Aachen. „Eine absolute Unverschämtheit“, entfuhr es einem Gewerkschafter spontan. „Ein Schlag ins Gesicht“, ärgerte sich ein anderer. Da hatten sie gerade das Angebot der Vereinigung der kommunalen Arbeitgeberverbände (VKA) in Sachen Sozial- und Erziehungsdienst vernommen.

Kurz zuvor hatte die VKA-Mitgliederversammlung sich in Frankfurt für dieses Angebot ausgesprochen. Nur: Bei dem Papier, das unserer Zeitung vorliegt, handelt es sich eins zu eins um jenen Arbeitgebervorschlag, der schon Wochen auf dem Tisch liegt.

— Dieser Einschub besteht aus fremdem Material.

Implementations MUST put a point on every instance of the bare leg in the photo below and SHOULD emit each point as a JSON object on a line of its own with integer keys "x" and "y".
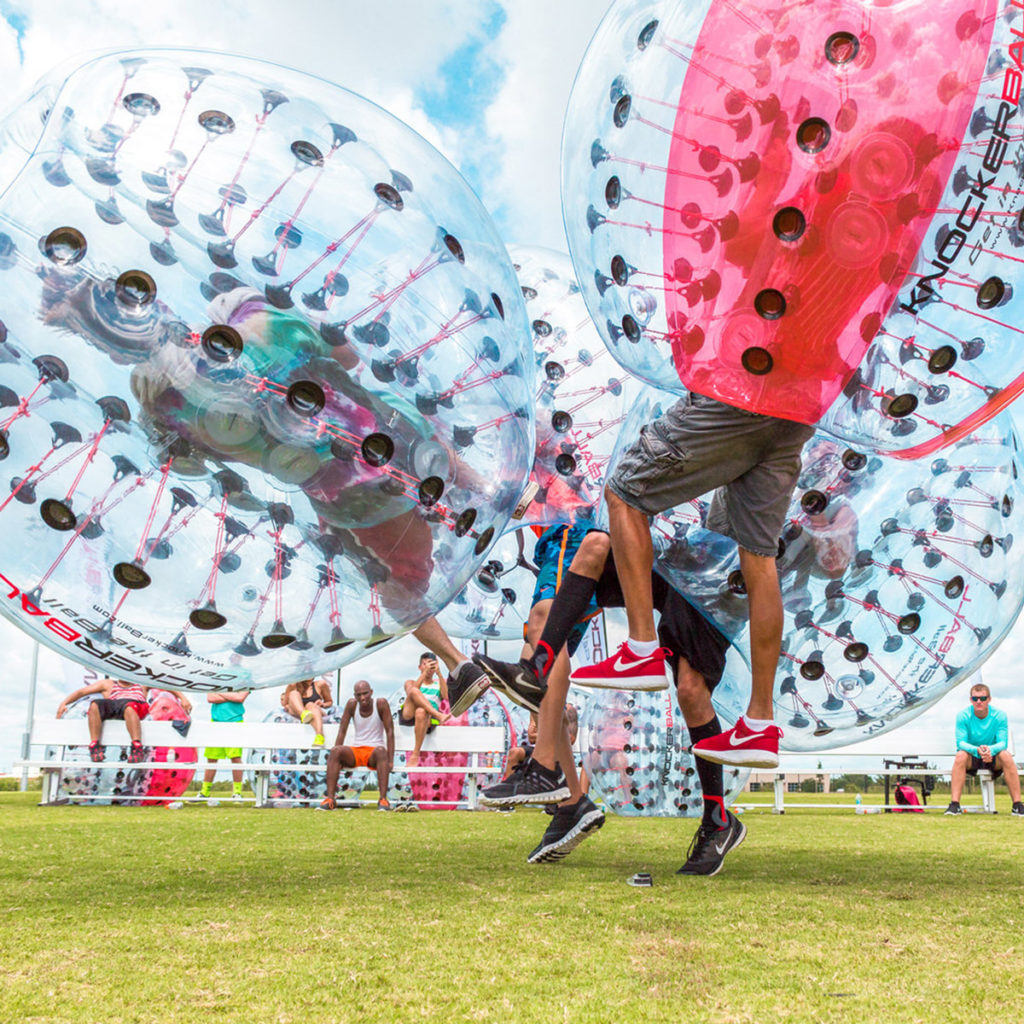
{"x": 420, "y": 723}
{"x": 95, "y": 723}
{"x": 415, "y": 700}
{"x": 294, "y": 705}
{"x": 634, "y": 559}
{"x": 379, "y": 761}
{"x": 431, "y": 634}
{"x": 338, "y": 758}
{"x": 765, "y": 603}
{"x": 958, "y": 775}
{"x": 1006, "y": 762}
{"x": 133, "y": 725}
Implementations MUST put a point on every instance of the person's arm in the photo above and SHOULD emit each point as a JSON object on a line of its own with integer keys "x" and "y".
{"x": 1001, "y": 736}
{"x": 963, "y": 736}
{"x": 346, "y": 718}
{"x": 82, "y": 691}
{"x": 384, "y": 710}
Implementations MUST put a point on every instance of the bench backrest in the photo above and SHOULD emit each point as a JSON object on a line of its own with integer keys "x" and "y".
{"x": 272, "y": 735}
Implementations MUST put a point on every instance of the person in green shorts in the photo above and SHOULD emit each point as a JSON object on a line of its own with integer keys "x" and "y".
{"x": 226, "y": 708}
{"x": 422, "y": 708}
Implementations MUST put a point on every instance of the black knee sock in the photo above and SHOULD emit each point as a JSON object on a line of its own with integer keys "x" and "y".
{"x": 710, "y": 774}
{"x": 566, "y": 609}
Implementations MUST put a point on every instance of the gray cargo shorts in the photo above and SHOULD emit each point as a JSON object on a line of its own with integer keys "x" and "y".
{"x": 700, "y": 444}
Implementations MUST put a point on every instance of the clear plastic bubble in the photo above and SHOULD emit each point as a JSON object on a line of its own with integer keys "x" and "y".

Das Wort Vorschlag wurde einfach gestrichen und durch Angebot ersetzt. Besagten Vorschlag hatten die Gewerkschaften bisher rundweg abgelehnt und tun dies immer noch – das Angebot stößt ihnen insofern sauer auf. Denn einen ganz entscheidenden Punkt sehen sie durch die Inhalte nicht erfüllt. Die Gewerkschaften fordern eine Höhergruppierung aller Beschäftigten im Sozial- und Erziehungsdienst.

Die Arbeitgeber stimmen zwar besseren Einstufungen von Erzieherinnen zu, aber nur bei entsprechenden Zusatzaufgaben wie Integration oder Sprachförderung. Eine pauschale Besserstellung, die laut Gewerkschaften den Beschäftigten durchschnittlich zehn Prozent mehr Geld einbringen würde, lehnen die Arbeitgeber ab. Zudem wollen sie bei Sozialarbeitern und -pädagogen gar keine Verbesserungen zugestehen.

„Wir sind der Forderung der Gewerkschaften nach einem Angebot nachgekommen“, sagte Dieter Rehfeld (Aachen), Mitglied der bundesweiten Arbeitgeber-Verhandlungskommission, kurz nach der Entscheidung am Nachmittag unserer Zeitung. Verbesserungen gebe es aber gegenüber den bisherigen Positionen nicht. Die VKA fordert nun Verhandlungen, die Dienstag beginnen sollen. Zudem solle der Streik während der Zeit der Verhandlungen ruhen.

Das erscheint allerdings angesichts des Angebots höchst unrealistisch. Und so werden Eltern und Kinder voraussichtlich nach wie vor und für nicht absehbare Zeit in Sachen Betreuung böse in die Röhre schauen.